- PAL box art
- Developer: Relentless Software
- Publisher: Sony Computer Entertainment
- Series: Buzz!
- Platform: PlayStation 2
- Release: EU: 27 April 2007; NA: 30 October 2007;
- Genre: Party
- Modes: Single-player, multiplayer

= Buzz!: The Mega Quiz =

2007 video game

Buzz!: The Mega Quiz is a 2007 party video game developed by Relentless Software and published by Sony Computer Entertainment for the PlayStation 2. It is the fourth instalment in the Buzz! series. Buzz! The Mega Quiz has over 5,000 questions. Along with Buzz! Junior: Jungle Party, this was one of the first Buzz games released in North America, also the first game in the series to have a 12+ rating by PEGI.

== Rounds ==

===Multiplayer Rounds===

====Point Picker====
Similar to the opening Point Builder round in the other Buzz! games, except players can choose the question topic.

====Winner Stays On====
In this round a question is asked and two pictures are shown. Once all the players have answered, those who answered the question incorrectly are eliminated and the others are given points. This repeats until the questions have been asked four times or one or fewer players remain.

====Fastest Finger====
Exactly the same as the namesake round in other Buzz! games. Players are given a question and the fastest player who gets it right, gets the most points. Second, third, and fourth places get fewer points. No points can be lost in this round. The second half of the round focusses entirely on music questions.

====Pie Fight====
Similar to Hitman in Buzz!: The Big Quiz. Answering a question correctly first gives the player a chance to throw a pie at a fellow contestant. Players can take two hits before they're out, the last one standing wins 1000 points.

====Mystery Challenge====
Halfway through the game a mystery challenge comes on. It is a random selection from several games.

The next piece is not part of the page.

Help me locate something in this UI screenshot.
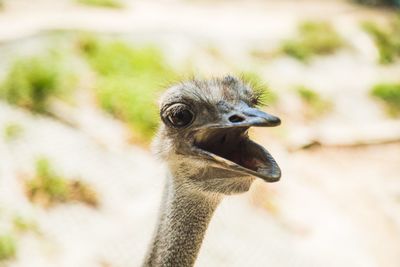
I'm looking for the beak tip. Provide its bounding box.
[270,116,281,126]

These include horse racing, where players simply choose one of the four horses to win a race, the result of which is random; duck shoot, where 4 rows of ducks are to be "shot" using the 4 coloured buttons on the controller; and "Find the Lady", where 3 cards are dealt then quickly shuffled and players have to keep track of the Queen card. Another game is "Fact or Fiction", where the host reads a statement and the players must choose if the statement is True (Fact) or False (Fiction).

====Globetrotter====
Is a similar round to Buzz!'s world of sport in Buzz!: The Sports Quiz. The first player to answer the question correctly gets to pick the location they want to go to for the next question.

====Top Rank====
Players are asked a question and then asked to press down the buttons in the right sequence to get the question right. This round is similar to Who Wants to be A Millionaire's Fastest Finger round, except there are no additional points for the first to answer correctly.

====Point Stealer====
In this round, buzzing in and answering the question correctly first gives the player a chance to steal points from an opponent of their choice.

====Final Countdown====
Buzz takes all of the players' points and converts them into time. The higher the score, the more time a player will start this round with. Players then continue to answer questions until only one player remains. This player is then declared the winner.

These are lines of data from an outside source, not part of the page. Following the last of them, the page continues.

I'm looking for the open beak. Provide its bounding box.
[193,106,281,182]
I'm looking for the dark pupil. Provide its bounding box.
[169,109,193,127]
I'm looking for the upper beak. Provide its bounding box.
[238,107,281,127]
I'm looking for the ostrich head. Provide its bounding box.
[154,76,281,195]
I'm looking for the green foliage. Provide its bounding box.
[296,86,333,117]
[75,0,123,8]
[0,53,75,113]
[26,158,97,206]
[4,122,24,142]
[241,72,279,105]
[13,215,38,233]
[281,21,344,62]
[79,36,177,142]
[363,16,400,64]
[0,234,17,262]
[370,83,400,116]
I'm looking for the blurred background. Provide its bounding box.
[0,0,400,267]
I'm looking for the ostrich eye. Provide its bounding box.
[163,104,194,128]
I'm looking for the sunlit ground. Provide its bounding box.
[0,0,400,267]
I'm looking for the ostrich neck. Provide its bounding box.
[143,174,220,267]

As soon as the question is read, the time column starts going low. Players are required to answer questions as quickly as possible. Whenever the player gets a question wrong, they lose a chunk of their time. If the player answers a question correctly, they can stop their time until the next question. The fastest player to answer correctly also receives bonus time. Once the player's time column repletes completely, they're eliminated.

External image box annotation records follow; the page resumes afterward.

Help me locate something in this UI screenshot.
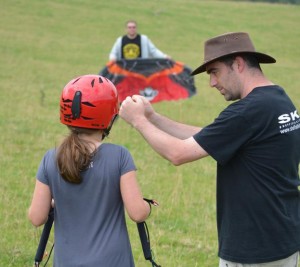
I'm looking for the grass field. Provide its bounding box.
[0,0,300,267]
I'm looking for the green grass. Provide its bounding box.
[0,0,300,267]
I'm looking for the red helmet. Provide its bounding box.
[60,75,119,129]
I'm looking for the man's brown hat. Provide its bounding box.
[191,32,276,75]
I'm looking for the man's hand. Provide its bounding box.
[119,95,148,127]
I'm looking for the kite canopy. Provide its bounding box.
[99,59,196,103]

===Single Player Rounds===

====Time Builder====
In this round the player has 10 seconds to answer a question. If the player answers correctly, the remaining time will go towards use in the Hotseat. If the player answers incorrectly, they will receive no time at all.

====Hotseat====
Using the time earned in Time Builder, the player must answer questions. If answered correctly, the player will climb a point ladder.

====Banking Points====
Similar to The Weakest Link, In the Hotseat when the player climbs the ladder they can either press the buzzer to bank the points, or continue, giving the player more than double the previous number on the ladder. If the player however gets a wrong answer with points on the ladder, they will lose those points.

==Reception==
Rob Fahey in Eurogamer praised the quality and difficulty level of the questions, and the game rounds, except for the mystery rounds which he felt were random with their awarding of points and weren't much fun. Other than that he said that the balancing of the rounds and questions was arguably close to perfection and scored it as 9/10. Aaron Thomas from GameSpot liked the way the game isn't just a race to see who can regurgitate a memorised answer quickly, but actually forces you to use knowledge in different ways and scored the game as 7.5/10.